Under the Amorino Guaranty, is the guarantor's liability joint and several with the franchisee?
Amorino Franchise · 2025 FDDAnswer from 2025 FDD Document
Each Guarantor hereby consents and agrees that:
- (a)Guarantor's liability under this undertaking shall be direct, immediate, and independent of the liability of, and shall be joint and several with, Franchisee and the other owners of Franchisee;
- (b)Guarantor shall render any payment or performance required under the Agreement upon demand if Franchisee fails or refuses punctually to do so;
- (c)this liability will not be contingent or conditioned upon our pursuit of any remedies against Franchisee or any other person;
- (d)this liability shall not be diminished, relieved or otherwise affected by any extension of time, credit, or other indulgence which Franchisor may grant to Franchisee or to any other person, including the acceptance of any partial payment or performance, or the compromise or release of any claims (including the release of other Guarantors), none of which shall in any way modify or amend this Guaranty, which shall be continuing and irrevocable during the term of the Agreement, for so long as any performance is or might be owed under the Agreement by Franchisee or its owners, and for so long as Franchisor has any cause of action against Franchisee or its owners;
- (e)this Guaranty will continue in full force and effect for (and as to) any extension or modification of the Agreement and despite the transfer of any interest in the Agreement or Franchisee, and
- (f) each Guarantor waives notice of any and all renewals, extensions, modifications, amendments, or transfers;
Source: Item 22 — CONTRACTS (FDD pages 80–81)
What This Means (2025 FDD)
According to Amorino's 2025 Franchise Disclosure Document, the guarantor's liability is direct, immediate, and independent of the franchisee's liability, and is joint and several with the franchisee and other owners of the franchisee.

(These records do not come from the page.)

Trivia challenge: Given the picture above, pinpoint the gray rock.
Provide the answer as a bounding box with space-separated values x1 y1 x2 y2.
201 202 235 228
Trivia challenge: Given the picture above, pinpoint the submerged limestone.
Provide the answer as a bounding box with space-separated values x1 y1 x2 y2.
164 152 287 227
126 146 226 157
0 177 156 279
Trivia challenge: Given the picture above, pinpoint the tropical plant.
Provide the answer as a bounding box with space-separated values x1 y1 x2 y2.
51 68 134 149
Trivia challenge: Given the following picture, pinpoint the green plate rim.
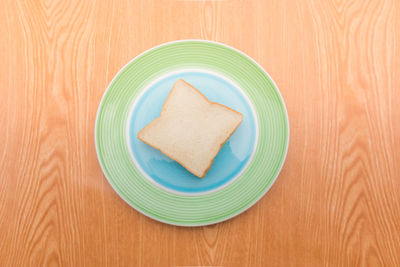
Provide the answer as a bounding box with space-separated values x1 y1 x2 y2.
94 39 290 226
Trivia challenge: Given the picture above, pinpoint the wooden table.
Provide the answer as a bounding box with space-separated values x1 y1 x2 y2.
0 0 400 266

This means that Amorino can pursue the guarantor directly for any obligations the franchisee fails to meet, without first having to pursue the franchisee.
This arrangement provides Amorino with a stronger assurance that all financial and contractual obligations will be fulfilled. The guarantor cannot claim that Amorino should have pursued the franchisee first or that the guarantor's liability is dependent on the franchisee's ability to pay. The guarantor is equally responsible.
Furthermore, the guaranty remains in effect even if the franchise agreement is extended or modified, or if there is a transfer of interest in the agreement or the franchisee. The guarantor also waives any notice of renewals, extensions, modifications, amendments, or transfers. This ensures that the guaranty remains robust and enforceable throughout the term of the agreement, regardless of changes to the franchise or its ownership.
This type of guaranty is common in franchising to protect the franchisor's interests. Prospective Amorino franchisees should carefully review the guaranty and understand the full extent of their obligations and potential liabilities before signing the franchise agreement. It is advisable for guarantors to seek independent legal counsel to fully understand the implications of providing such a guaranty.